The Coral Triangle is a global epicenter of marine biodiversity, but it is also fast becoming a center of marine adversity.

It faces several threats related to fisheries, tourism activities, industrial development and climate change. Much work is needed to safeguard this area of ecological and economic significance.

ADB and the Coral Triangle Initiative
Launched in 2007, the Coral Triangle Initiative on Coral Reefs, Fisheries, and Food Security was started by Indonesia, Malaysia, Papua New Guinea, Philippines, Timor-Leste and the Solomon Islands to preserve and protect fragile ecosystems.

With political endorsements from the Asia Pacific Economic Cooperation (APEC) and the Association of Southeast Asian Nations (Asean), the six countries adopted a regional action plan in May 2009 to address threats to the area and develop national action plans to guide implementation.

The Global Environment Facility (GEF) was asked to provide financial assistance, while ADB was requested to serve as the lead agency to organize a program of international technical and financial support.

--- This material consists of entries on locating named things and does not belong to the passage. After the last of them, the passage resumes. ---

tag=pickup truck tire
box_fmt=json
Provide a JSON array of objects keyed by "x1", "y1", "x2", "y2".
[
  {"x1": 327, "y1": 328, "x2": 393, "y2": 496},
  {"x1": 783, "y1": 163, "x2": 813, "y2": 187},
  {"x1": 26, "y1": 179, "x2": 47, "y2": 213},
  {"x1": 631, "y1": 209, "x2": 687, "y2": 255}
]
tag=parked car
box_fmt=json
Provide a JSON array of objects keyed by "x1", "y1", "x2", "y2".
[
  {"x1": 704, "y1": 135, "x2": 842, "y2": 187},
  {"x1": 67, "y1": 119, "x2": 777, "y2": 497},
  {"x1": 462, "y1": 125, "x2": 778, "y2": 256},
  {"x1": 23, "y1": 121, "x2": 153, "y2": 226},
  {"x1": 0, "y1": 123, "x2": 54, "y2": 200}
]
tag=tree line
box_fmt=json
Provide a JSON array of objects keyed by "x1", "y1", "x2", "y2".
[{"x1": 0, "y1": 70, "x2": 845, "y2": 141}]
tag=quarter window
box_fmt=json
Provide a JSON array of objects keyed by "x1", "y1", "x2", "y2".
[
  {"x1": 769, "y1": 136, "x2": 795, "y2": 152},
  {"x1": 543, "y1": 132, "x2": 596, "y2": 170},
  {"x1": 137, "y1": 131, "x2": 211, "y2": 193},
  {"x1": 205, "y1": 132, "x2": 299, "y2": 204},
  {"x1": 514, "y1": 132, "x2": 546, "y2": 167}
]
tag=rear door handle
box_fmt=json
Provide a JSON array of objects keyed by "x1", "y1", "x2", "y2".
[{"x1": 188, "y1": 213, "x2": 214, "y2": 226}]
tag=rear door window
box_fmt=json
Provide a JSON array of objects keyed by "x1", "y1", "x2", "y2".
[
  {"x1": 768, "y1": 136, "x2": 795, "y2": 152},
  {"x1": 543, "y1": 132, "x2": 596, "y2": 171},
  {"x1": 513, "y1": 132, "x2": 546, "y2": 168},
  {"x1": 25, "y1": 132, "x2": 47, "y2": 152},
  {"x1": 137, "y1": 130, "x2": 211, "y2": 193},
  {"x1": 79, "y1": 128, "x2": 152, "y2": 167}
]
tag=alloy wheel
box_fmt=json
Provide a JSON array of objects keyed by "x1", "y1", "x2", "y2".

And because the youth comprise a significant majority of the region’s population, it only seemed fitting that they play a significant role.

Youth as agents of change
What made Bayani ng Kalikasan different from other youth conferences is the emphasis on empowering the participants to become proactive agents of change in their communities.

The young eco-warriors were tasked to develop and present environmental campaign proposals.

Three of the five schools proposed mangrove reforestation projects, while two presented solid waste management programs in their school and communities.

Each of the five participating schools was given P10,000.00 (about $230) to support their project and the mentorship of the young eco-warriors for 12 months.